Cos’è l’ipercifosi e quali sono le tipologie?

L’ipercifosi è un’alterazione della colonna vertebrale, una patologia che nella maggior parte dei casi riguarda gli adolescenti, che oggigiorno rimangono per lungo tempo con la schiena curva davanti a personal computer, smartphone e videogames. Può, però, dipendere anche da una deformità delle vertebre. 

Cos’è l’Ipercifosi?

Si tratta dell’accentuazione naturale della curva verso l’interno della parte superiore della colonna vertebrale, nota come cifosi dorsale. Questa curva, di solito leggera, insieme alle curve opposte chiamate lordosi presenti nella parte alta e bassa della schiena, consente il mantenimento della postura eretta e la flessibilità del tronco necessaria per il movimento. Tuttavia, quando la cifosi dorsale diventa eccessivamente pronunciata, formando una protuberanza comunemente chiamata “gobba”, si parla di ipercifosi.

Le cause

Le cause possono essere diverse e di varia natura. L’ipercifosi può dipendere da:

  • una postura sbagliata prolungata nel tempo
  • lavori pesanti che prevedono carichi eccessivi
  • una scarsa massa muscolare, che è possibile trovare tra gli adolescenti che passano molte ore con la schiena curva davanti a pc, smartphone e videogames
  • deformità congenite o acquisite delle vertebre o da fratture vertebrali frequenti, soprattutto, nei giovani che praticano sport con un alto impatto sulla colonna vertebrale o negli anziani che soffrono di osteoporosi, con una percentuale maggiore nelle donne.

I sintomi 

Oltre al danno estetico, dove è evidente la presenza di un tronco disarmonico, con la parte superiore incurvata e non bilanciata dalla parte inferiore, i sintomi classici dell’ipercifosi sono:

  • dolore e rigidità alla schiena;
  • indolenzimento della colonna vertebrale, che può causare un forte affaticamento. 

La diagnosi

Il medico generalmente in fase di visita svolgerà un esame fisico completo, compreso il controllo del peso e dell’altezza. Potrebbe chiedere al paziente di piegarsi in avanti dalla vita, mentre il medico osserva la colonna vertebrale dal lato. 

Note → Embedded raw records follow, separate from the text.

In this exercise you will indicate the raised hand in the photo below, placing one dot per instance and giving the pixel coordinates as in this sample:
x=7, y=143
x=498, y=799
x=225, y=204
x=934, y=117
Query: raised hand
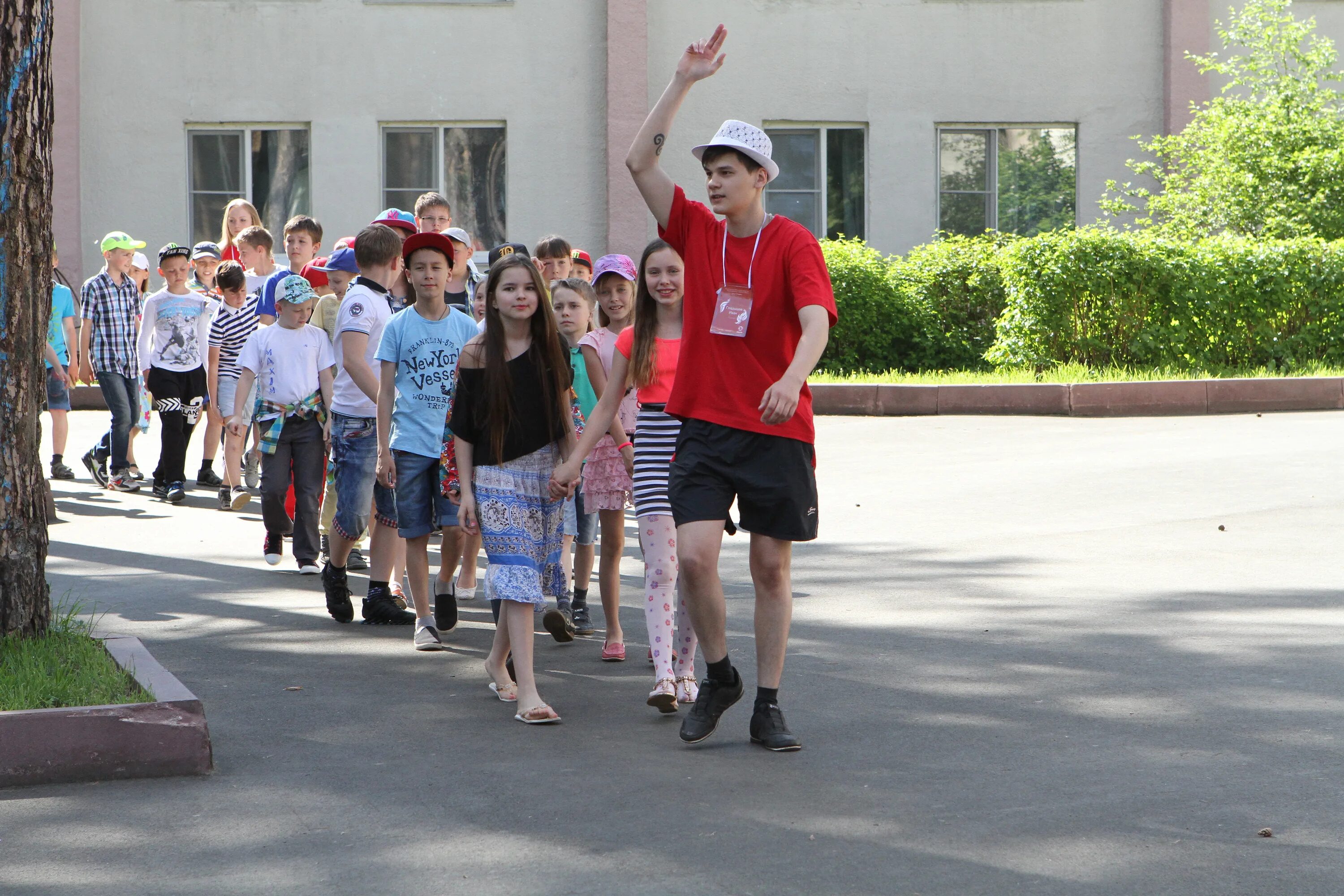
x=703, y=58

Dopo aver valutato i segni estetici e i sintomi, il medico potrebbe raccomandare:

  • un esame neurologico per controllare i riflessi e la forza muscolare;
  • raggi X o TAC per determinare il grado di curvatura e rilevare deformità delle vertebre;
  • una risonanza magnetica in grado di rilevare un’infezione o un tumore nella colonna vertebrale;

Come si cura l’ipercifosi  

“La terapia viene determinata in base alle cause e all’intensità dei sintomi. Nei casi di ipercifosi dovuta a malposture (ipercifosi idiopatica), che si riscontrano maggiormente nei giovani e nelle persone adulte, saranno necessari esercizi di stretching e di rinforzo muscolare abbinati a terapie fisiche, come la tecarterapia, da eseguire con un fisioterapista esperto, in modo da: 

  • migliorare la postura
  • diminuire il dolore;
  • prevenirne la ricomparsa

La prevenzione attraverso lo sport  

In particolare nei bambini e nei giovani, è cruciale adottare una postura corretta e sviluppare una buona muscolatura per prevenire l’ipercifosi. L’attività sportiva fin dall’infanzia è fondamentale a questo scopo. Suggerisco ai genitori di incoraggiare i loro figli a praticare sport che favoriscano il potenziamento della muscolatura dorsale, come il nuoto.